So stellt uns Gianni Mattencini, Richter und Schriftsteller aus Bari, im ersten Kapitel seines neuen Romans dessen zentrale Figur vor (die danach nur noch in Rückblenden auftritt). Wieder zeigt sich Mattencinis Meisterschaft in mehreren Registern, wie sie mich im Vorgängerroman »L’onore e il silenzio« überzeugt hat [› Rezension]. Der Erzähler formuliert mit reichem Wortschatz, treffsicherer Präzision und ausgefeilter Differenziertheit aus Innamoratos Perspektive und wahrt doch eine eigenartige Distanz, die bisweilen nach Ironie schmeckt. Die Mischung entsteht durch den Wechsel zwischen Innamoratos nüchterner Gedankenwelt und lebhaft-anschaulicher Beschreibung des Geschehens ›draußen‹ (Abendstimmung in den Straßen der Stadt), Kaskaden der Metaphorik und punktueller poetischer Überhöhung (traumähnliche oder delirierende Sequenzen) und natürlich durch Verrätselung (dies ist schließlich ein Kriminalroman). Insgesamt finden wir uns in einer abgekühlten Stimmung der Verlorenheit, die an Kafka erinnert, andererseits spielt der Erzähler mit einer übersteigerten Sensibilität des Selbstmörders in seinen letzten Stunden, wie sie Edgar Alan Poe (»The Tell-Tale Heart«) oder Ambrose Bierce (»An Occurrence at Owl Creek Bridge«) als tragendes Motiv ausgestaltet haben.
Wie geht es weiter? Nichts an Gaetano Innamorato ist auffällig, nichts an seinem Suizid, und schon gleich nichts von juristischer Relevanz. Er war drei Jahre zuvor aus den Marken, seiner Heimat, nach Bari abgeschoben worden, weil er mit der Gattin seines Vorgesetzten angebandelt haben soll, und lebte seither als Mann ohne Eigenschaften und ohne soziale Beziehungen, ein winziges Rädchen im System der Materialbeschaffung für den Bau neuer Eisenbahnstrecken.
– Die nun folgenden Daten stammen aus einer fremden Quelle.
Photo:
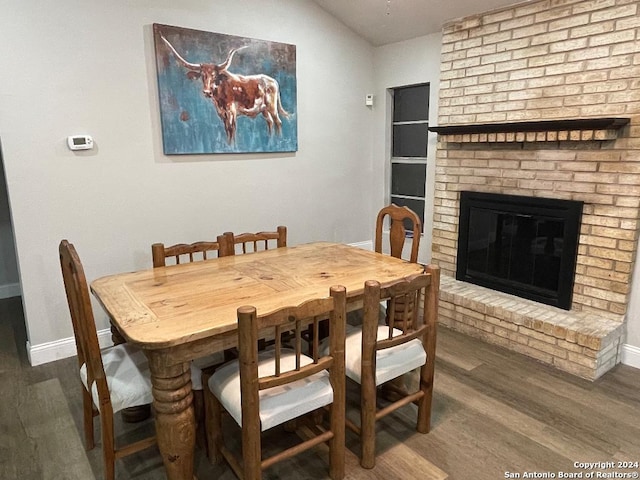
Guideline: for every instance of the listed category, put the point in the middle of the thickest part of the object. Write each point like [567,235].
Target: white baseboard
[10,290]
[631,355]
[367,245]
[63,348]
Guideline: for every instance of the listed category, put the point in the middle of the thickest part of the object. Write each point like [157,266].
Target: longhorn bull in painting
[233,94]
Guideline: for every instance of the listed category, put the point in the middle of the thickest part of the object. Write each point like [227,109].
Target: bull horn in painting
[189,65]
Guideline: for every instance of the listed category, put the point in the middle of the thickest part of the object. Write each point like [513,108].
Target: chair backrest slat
[397,230]
[254,242]
[192,251]
[251,326]
[404,296]
[84,327]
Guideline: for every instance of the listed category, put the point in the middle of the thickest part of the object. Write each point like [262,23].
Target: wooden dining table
[182,312]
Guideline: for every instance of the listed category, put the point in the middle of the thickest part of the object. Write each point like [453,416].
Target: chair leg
[108,445]
[213,425]
[251,452]
[368,423]
[199,413]
[424,404]
[87,413]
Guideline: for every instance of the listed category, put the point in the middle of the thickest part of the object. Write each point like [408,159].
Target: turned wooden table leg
[175,420]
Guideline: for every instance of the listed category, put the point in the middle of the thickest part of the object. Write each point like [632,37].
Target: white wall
[71,67]
[396,65]
[9,279]
[631,350]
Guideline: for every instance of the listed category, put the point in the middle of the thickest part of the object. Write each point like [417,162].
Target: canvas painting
[225,94]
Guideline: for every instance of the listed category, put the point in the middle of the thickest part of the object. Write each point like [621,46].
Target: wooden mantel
[583,129]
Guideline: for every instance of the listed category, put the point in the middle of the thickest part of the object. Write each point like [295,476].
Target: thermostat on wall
[80,142]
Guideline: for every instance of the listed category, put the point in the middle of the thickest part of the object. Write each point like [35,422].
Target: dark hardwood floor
[496,415]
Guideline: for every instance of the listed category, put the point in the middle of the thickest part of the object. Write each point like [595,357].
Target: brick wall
[546,60]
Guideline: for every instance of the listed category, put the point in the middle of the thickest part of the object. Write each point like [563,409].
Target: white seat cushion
[128,377]
[278,404]
[390,362]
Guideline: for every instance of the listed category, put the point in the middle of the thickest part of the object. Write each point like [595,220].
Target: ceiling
[388,21]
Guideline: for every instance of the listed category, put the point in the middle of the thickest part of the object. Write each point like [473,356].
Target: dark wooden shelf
[535,126]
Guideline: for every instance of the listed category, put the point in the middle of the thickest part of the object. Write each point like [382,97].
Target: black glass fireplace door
[519,245]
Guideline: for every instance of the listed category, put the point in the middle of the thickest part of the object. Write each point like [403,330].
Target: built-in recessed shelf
[583,129]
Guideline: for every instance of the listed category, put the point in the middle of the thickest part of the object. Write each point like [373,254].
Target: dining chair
[112,380]
[402,219]
[253,242]
[376,354]
[187,252]
[263,389]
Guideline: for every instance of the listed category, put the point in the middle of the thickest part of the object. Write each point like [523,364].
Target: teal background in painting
[190,123]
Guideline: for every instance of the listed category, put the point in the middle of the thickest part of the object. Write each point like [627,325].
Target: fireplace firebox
[525,246]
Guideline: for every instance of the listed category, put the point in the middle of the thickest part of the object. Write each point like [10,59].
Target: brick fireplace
[543,99]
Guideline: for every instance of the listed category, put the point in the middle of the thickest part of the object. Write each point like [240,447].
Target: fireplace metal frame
[569,211]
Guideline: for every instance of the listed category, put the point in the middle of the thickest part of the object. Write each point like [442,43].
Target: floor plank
[47,421]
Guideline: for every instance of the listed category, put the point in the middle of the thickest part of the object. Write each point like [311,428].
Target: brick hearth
[539,61]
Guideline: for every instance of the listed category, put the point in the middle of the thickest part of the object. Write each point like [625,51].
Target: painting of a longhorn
[225,94]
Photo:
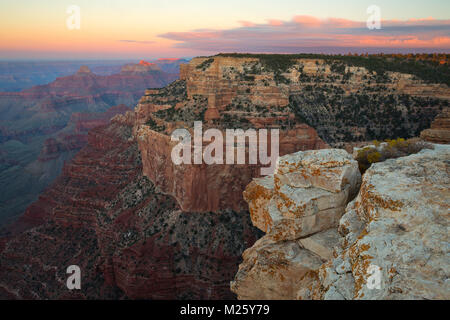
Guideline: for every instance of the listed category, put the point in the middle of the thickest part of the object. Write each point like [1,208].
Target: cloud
[136,41]
[306,33]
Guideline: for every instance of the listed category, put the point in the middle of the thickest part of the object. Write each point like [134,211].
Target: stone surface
[308,193]
[399,222]
[440,129]
[299,208]
[130,240]
[274,270]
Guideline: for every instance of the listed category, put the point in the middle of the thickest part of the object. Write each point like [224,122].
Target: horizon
[134,30]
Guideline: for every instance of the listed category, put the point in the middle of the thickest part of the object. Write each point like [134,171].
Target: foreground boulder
[299,208]
[395,243]
[307,194]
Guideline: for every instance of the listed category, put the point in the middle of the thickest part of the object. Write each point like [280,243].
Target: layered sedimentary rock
[299,208]
[395,233]
[216,93]
[391,243]
[129,239]
[39,130]
[440,129]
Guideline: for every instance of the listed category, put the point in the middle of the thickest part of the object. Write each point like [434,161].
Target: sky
[138,29]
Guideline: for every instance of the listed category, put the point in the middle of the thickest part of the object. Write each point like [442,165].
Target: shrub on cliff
[390,149]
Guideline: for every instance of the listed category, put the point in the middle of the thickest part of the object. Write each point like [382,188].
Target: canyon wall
[390,242]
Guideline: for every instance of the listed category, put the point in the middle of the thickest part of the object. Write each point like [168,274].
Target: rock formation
[299,208]
[440,129]
[391,242]
[129,239]
[142,227]
[211,92]
[38,133]
[397,228]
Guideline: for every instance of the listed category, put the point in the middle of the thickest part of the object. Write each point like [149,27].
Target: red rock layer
[129,239]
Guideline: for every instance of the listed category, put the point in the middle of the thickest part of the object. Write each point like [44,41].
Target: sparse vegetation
[390,149]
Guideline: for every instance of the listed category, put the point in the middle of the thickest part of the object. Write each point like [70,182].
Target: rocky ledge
[390,243]
[299,207]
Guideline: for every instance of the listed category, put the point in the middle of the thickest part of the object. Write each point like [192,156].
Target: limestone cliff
[440,129]
[391,242]
[398,225]
[299,209]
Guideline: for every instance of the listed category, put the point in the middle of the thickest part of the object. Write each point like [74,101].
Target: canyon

Dienstliche Aufgaben hatten ihn zuletzt in die Werkstätten der Ferrovia dello Stato geführt, wo er hochoffiziell ein Knäuel stabilen Seils auslieh. Das ungewöhnliche Ansinnen an einem Ort, wo Schwellen, Weichen, Schienen und gewaltige Stahlträger bereitgestellt werden, erregte die Verwunderung einiger Arbeiter. Es sind ehrliche, tüchtige Männer, der eine eher ängstlich, der andere mutig, wieder ein anderer etwas schwerfällig von Begriff, und jeder hat seine persönlichen Sorgen mit der Familie, mit der Gesundheit, mit dem Geld. In Kürze soll das eingespielte Team unter Leitung ihres souveränen und klugen caposquadra Gennaro Loiacono zu einer neuen monatelangen Brückenbau-Mission ins Landesinnere aufbrechen. Dem caporeparto, dem fähigen ingegner Leonardo Spagnolo, kann es nicht schnell genug gehen, einen Verzug kann er nicht zulassen. Ihnen allen liegt im Übrigen noch der Kriminalfall auf der Seele, der sich zwei Jahre zuvor mitten unter ihnen ereignet hatte und in »L’onore e il silenzio« erzählt wird. Diese fatti di Borgodivalle werden in diesem Band nur angedeutet, um verständlich zu machen, welch vielfältige Sorgen die Männer bedrücken, als sie hinsichtlich Innamoratos Arbeit und wegen des Seils von den Polizeibehörden verhört werden.
Selbstverständlich müssen Polizei und Staatsanwaltschaft pflichtgemäß den Tatort und das Leben des Toten untersuchen. Da ihnen nichts auffällt, womit sie sich Lorbeeren verdienen könnten, rät der zuständige sostituto procuratore del re seinem vorgesetzten Behördenleiter kurz und bündig, die Akten zu schließen. Aber »i carabinieri domandano e sospettano, i magistrati leggono verbali e sospettano, i colleghi nel corridoio parlucchiano fra loro e sospettano, i benpensanti leggono i quotidiani e sospettano. Fanno tutti il loro mestiere«, und so muss man immer wieder neu aufkommenden Fragen nachgehen. Die Erörterungen über das sinnvolle weitere Vorgehen nehmen bei den Arbeitern und in den Behörden einen breiten Raum ein. Stehen bei Ersteren private Anliegen und Hemmnisse im Vordergrund, werden die Argumente und Motive der Beamten unter präziser Berücksichtigung der Hierarchien und persönlichen Motive mit feiner Ironie serviert, so dass auch diese Personen zu differenzierten Charakteren werden.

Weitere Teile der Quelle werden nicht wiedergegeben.